Beyond that, Eomes is a transcription factor (TF) with a key role in CD8+ T cell differentiation, by binding to the promoter of TIGIT, upregulating its expression. Overexpression of Eomes and losing of CD226 are related. In our SCENIC results, Eomes was enriched in CD8-Cytotoxic (Fig. 6E). In conclusion, CD226 was barely expressed in Treg and CD8+ Cytotoxic cells, while TIGIT was highly expressed in Treg , CD8+ Cytotoxic cells and NK cells (SM1), suggesting that the TIGIT-NECTIN2 axis plays an important role in the immune environment of AM (Fig. 6F).
Discussion
In this study, we employed scRNA-seq platform to investigate the transcriptomic landscape of different subtypes of AM and revealed novel cellular interactions between tumor cells and T/NK cells. AM was often compared with NAM to find potential therapeutic targets for AM in previous study using single-cell sequencing. Differences in immune response in different subtypes of AM (especially subnail and plantar) in immunotherapy5. In order to reveal the tumor heterogeneity and immune environment between SM and PM, we performed a higher level of comparative analysis by cellchat, SCENIC and pseudo-time analysis for understanding their difference traits in cell evolution, transcription factors, and cellular interactions with the microenvironment.

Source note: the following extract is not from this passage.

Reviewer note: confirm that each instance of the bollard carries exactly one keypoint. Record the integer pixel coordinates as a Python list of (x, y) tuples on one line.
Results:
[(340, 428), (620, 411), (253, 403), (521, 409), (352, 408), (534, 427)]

In the AM mutant landscape, IFI27 and SERPINF1 were highly expressed in PM, CDK4, COL11A1 and S100A4 were highly expressed in SM. Among them, CDK4 was most highly expressed in SM, while it was not significantly expressed in PM, which suggests that CDK 4/6 inhibitors may have better SM efficacy of CDK 4/6 inhibitors in SM. Cyclin-dependent kinase 4 (CDK4) pathway is a frequently altered signaling in many cancer types14. A study of 514 acral melanomas revealed that alterations in the CDK4 pathway were frequent and that these alterations promoted G1 to S cell cycle transition and tumor progression15. Recent studies have shown that combination treatment of CDK4/6 plus MEK inhibitors as first- and second-line therapy in patients with advanced AM16. Besides, we found that SM is higher CNV signal and lower T/NK cells, which suggests that SM may have strong characteristics of invasiveness and metastasis and have a worse prognosis, in agreement with the study of Holman BN et al.8.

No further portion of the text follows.